The southern states have a host of socioeconomic hurdles to overcome, but there are certainly some bright spots in the region’s future. For some time now, mayors and governors have been looking to attract tech companies and workers to the area, and their efforts are now beginning to pay off. The city of Huntsville, Alabama has become something of a southern tech hub in recent years, with science, technology, engineering and mathematics (STEM) workers accounting for a remarkable 16.6 percent of the workforce.

Atlanta boasts more than 166,690 hi-tech workers, while Chattanooga has invested in superfast internet in order to lure tech companies to Tennessee. With these STEM workers earning good salaries, the hope is that this money will quickly pour back into the local economies, providing much needed support to public schools, health services and businesses.

Aside from these flourishing tech communities, the South also stands to benefit from a renewed interest in the region’s historic and contemporary culture. “Cultural tourism presents something of an economic opportunity for the South”, said Ownby. “Different pockets of the American South have things to offer that the rest of the world is interested in, such as Appalachian life, for example, or country music or the stories of the civil rights movement.”

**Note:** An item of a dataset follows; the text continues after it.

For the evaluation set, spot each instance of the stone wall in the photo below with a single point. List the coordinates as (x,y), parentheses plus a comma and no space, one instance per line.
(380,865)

Moulded by a unique history and boasting a strong regional identity, the South has long exerted an influence over American popular culture. Now southern states are beginning to ask themselves how their local communities might be able to benefit from the lure of the South, and how to best promote cultural tourism as an attractive industry.

Goldman explained: “It’s not as if the American Dream is dead across the board – there’s some places that are doing very well and others that are doing very poorly.” Indeed, while the South might be struggling to boost upward mobility, the good news is that, across the US, there are some areas that are performing strongly. If social scientists can identify what makes cities such as Minneapolis and San Jose so good at propelling low-income children up the income ladder, then this can be applied to social planning strategies elsewhere.

From joblessness to diseases of despair, the South has a long list of economic woes to contend with. And yet the region has shown remarkable resilience and adaptability in the face of adversity. As local governments turn their attention to courting new industries and encouraging economic diversity, the southern states are beginning to dip their toes into much-needed new revenue streams. The American Dream might be fading, but the South is intent on keeping it alive.